Even powerful pro-independence leaders from the Kashmir valley, including Syed Ali Shah Geelani, Mirwaiz Umar Farooq, and Muhammad Yasin Malik, cautioned Islamabad in a joint statement in 2017, saying that “any proposal to declare GB as the fifth province of Pakistan is unacceptable as it is tantamount to changing the disputed nature of Kashmir.”
To hold an internationally monitored plebiscite and oversee developments in the Jammu and Kashmir territory, the United Nations Military Observer Group in India and Pakistan (UNMOGIP) has been deployed on both sides of the disputed region. The UNMOGIP came into existence in March 1951 through a resolution of the UN Security Council, to supervise the ceasefire in the Kashmir territory.

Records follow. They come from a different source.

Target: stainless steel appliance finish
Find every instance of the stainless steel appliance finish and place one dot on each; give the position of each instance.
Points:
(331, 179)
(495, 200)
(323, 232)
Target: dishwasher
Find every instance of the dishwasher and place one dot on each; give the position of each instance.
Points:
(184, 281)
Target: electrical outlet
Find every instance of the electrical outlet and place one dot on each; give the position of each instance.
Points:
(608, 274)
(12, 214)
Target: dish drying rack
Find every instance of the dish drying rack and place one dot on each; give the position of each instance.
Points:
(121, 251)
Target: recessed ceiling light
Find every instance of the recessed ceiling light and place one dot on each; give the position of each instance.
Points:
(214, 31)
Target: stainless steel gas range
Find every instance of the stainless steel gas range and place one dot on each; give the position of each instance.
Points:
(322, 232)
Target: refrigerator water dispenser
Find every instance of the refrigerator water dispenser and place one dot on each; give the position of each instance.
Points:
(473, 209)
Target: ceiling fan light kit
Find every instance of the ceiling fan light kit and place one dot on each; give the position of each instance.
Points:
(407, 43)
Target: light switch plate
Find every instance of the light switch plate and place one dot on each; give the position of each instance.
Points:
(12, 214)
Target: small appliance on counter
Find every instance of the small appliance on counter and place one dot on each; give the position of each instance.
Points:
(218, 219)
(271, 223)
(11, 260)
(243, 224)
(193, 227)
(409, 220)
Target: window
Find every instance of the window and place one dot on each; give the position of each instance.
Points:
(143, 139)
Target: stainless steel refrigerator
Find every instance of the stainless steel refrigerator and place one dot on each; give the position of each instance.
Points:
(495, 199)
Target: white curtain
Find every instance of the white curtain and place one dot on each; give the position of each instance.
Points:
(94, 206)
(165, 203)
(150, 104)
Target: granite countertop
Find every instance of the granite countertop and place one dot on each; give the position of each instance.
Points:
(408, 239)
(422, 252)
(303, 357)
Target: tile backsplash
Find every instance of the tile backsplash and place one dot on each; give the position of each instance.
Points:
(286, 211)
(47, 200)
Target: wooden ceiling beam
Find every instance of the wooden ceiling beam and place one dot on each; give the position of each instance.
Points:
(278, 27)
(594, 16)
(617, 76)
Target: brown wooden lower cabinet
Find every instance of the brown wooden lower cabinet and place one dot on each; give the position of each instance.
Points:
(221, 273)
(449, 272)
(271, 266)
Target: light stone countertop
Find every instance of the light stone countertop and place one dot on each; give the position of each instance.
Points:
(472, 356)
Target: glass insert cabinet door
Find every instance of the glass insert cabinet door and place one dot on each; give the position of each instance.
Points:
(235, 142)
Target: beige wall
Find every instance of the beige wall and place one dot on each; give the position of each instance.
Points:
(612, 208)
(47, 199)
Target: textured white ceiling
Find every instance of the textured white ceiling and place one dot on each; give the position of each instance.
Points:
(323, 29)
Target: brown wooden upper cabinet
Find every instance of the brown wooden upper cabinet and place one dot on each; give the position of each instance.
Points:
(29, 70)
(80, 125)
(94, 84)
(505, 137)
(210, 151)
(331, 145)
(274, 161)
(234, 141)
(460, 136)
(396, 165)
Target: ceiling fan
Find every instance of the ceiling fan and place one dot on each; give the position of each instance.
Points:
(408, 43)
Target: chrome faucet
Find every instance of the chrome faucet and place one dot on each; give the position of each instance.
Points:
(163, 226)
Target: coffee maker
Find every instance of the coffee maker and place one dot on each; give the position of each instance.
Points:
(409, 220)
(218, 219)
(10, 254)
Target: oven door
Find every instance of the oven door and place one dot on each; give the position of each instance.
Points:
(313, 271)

A section of Pakistani analysts also believe that the merger of Gilgit-Baltistan gained momentum after India unilaterally revoked nominal autonomy of India-administered Kashmir in August last year, which preserved the demographic balance of the region between 1947 and 2019.
Soon after India’s controversial move, the political groups of GB began clamouring for the region to become the country’s fifth province.
“After India violated the United Nations resolution on Kashmir dispute, it is high time for Pakistan to decide the constitutional status of GB,” said Hussain. “So that the region would have the right to demand financial resources as a matter of right, similar to the other four provinces.”